It was a surprise to see Aliye, snorting a damp fag heavily as she mooched alongside her bad-girl friends, anywhere near the school.
A permanent fixture in the school's mock mini 'prison' area, she'd been told never to come back around six months ago. Been enrolled - against her better judgement - on a vocational course at the local trades college. LAsted four weeks before they threw her out also.
I have a soft spot for Aliye, since she was fourteen and used to wander into my form class to pointlessly scream abuse at me two times daily. Not the abuse, although, that's merely lessened, switched to different perpetrators, now - but the regularity of her visits, the clear indication that she felt she had nowhere else she felt like she needed to go.
When she was placed into my exam class at fifteen, I feared the worst. Yet, actually, as long as I allowed her to wander off rather than beat some provocative boy to a bloodied pulp, we coexisted happily. Her sendings out were always a perfunctory affair - a sad, wistful, 'okay Aliye, I think we've reached our limit now' was enough to have her mooch to the girls' toilets and smoke for the rest of the lesson. The difference between her behaviour and that of other troubled students, I think was that where they just wanted attention, and saw confrontation as a means to that end, she felt genuine disaffection. Aliye wasn't really concerned if you shouted at her or not. She wasn't really concerned if you noticed she was in the room or not.
Her sole contribution to lessons was an occasional "will you shut up, Miss, you been talking for thirty minutes now, and it's jarring me." Like all teachers, I hear the sound of my own voice a little too warmly, and I - unexpectedly - I found I appreciated the honesty. Her written work was competent, sometimes verging on good. anything else nonexistent.
I might have let her slip beneath the radar, left it at that, if I hadn't taught her brother, Haydar. He'd been a difficult person to place in the right tier of examinations, and his incredibly bolshymother had given me hell for underestimating him.
She'd been exactly right: Haydar secured himself an A. I learnt my lesson - teach to their potential, not to their performance.
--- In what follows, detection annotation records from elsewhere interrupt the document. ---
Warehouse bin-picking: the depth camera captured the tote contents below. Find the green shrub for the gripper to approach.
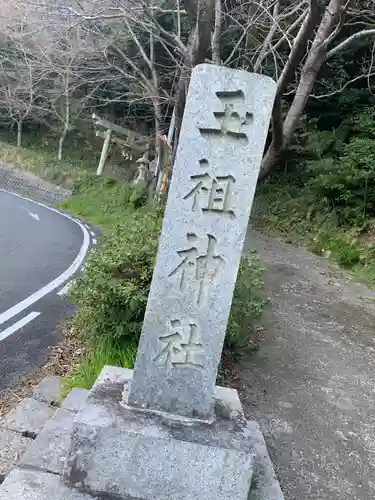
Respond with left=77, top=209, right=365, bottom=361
left=62, top=340, right=137, bottom=397
left=71, top=209, right=161, bottom=345
left=224, top=251, right=267, bottom=355
left=61, top=174, right=146, bottom=225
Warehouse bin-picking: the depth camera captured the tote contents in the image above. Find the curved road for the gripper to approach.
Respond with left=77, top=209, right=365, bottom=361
left=0, top=190, right=92, bottom=391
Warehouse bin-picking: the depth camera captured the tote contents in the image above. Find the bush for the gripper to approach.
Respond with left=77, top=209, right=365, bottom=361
left=62, top=340, right=137, bottom=397
left=224, top=251, right=267, bottom=356
left=71, top=209, right=266, bottom=360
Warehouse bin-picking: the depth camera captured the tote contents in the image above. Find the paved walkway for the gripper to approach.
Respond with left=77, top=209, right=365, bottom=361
left=239, top=233, right=375, bottom=500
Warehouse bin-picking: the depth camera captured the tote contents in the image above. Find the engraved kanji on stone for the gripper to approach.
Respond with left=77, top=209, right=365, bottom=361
left=169, top=233, right=225, bottom=305
left=154, top=319, right=203, bottom=369
left=184, top=159, right=236, bottom=217
left=199, top=90, right=253, bottom=144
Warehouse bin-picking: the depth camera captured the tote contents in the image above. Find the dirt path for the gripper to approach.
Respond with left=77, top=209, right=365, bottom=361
left=239, top=233, right=375, bottom=500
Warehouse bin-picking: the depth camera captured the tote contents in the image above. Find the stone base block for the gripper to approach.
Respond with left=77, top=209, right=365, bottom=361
left=33, top=376, right=62, bottom=405
left=0, top=429, right=33, bottom=483
left=0, top=469, right=93, bottom=500
left=65, top=368, right=283, bottom=500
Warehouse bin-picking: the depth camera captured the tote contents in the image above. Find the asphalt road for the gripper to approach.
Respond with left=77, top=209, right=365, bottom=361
left=0, top=190, right=92, bottom=391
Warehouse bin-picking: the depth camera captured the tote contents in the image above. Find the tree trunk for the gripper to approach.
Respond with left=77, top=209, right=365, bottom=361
left=259, top=0, right=346, bottom=180
left=17, top=120, right=23, bottom=148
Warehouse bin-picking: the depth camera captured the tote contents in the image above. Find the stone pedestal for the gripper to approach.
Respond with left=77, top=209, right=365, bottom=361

So Aliye's disaffected grumpy slouch confused me. I didn't push the issue, but quietly, continually made it clear I thought her capable fo the top grades.
Until she was disappeared.
Nowadays, Aliye mooches around sitting on walls and smoking, getting up in the afternoons and waiting for her friends to finish school to mooch some more. She's sixteen and has no hope of gaining any qualifications at all.
Chatting to her in the street tonight, I point out that an appeal from her father to the DfES or to the local council would probably gain her access to the school just to take her examinations. Why didn't she appeal? There was still time.
For that matter, why hadn't mum said anything? Mum would have raised merry hell if Haydar had been treated like this.
But Alliye is Turkish. And a girl. Culturally unimportant. Aliye's mum is not at home any more, and nor is her brother. Aliye's dad isn't confident with authorities. "He gets confused," she says. "He doesn't know what to say or who to ask."
Social engineering. I can see it's behind the brilliant results reached by this year's crop of sixteen year olds, but it hurts when you see the kids it leaves behind. If Aliye were middle class, she'd be getting A grades right now, not skulking around council estates counting the days till she's pregnant.
I made her promise to ghost write a letter to the local borough of education. Get her dad to sign it. Conscripted her friends to make sure she got reminded. Promised to take up her case with the head.
But with a heavy heart. Kids like Aliye don't fall into the 'matters' bracket. Whateer we do now, we've told her that very very clearly. And that's the sort of lesson it's especially hard to unlearn.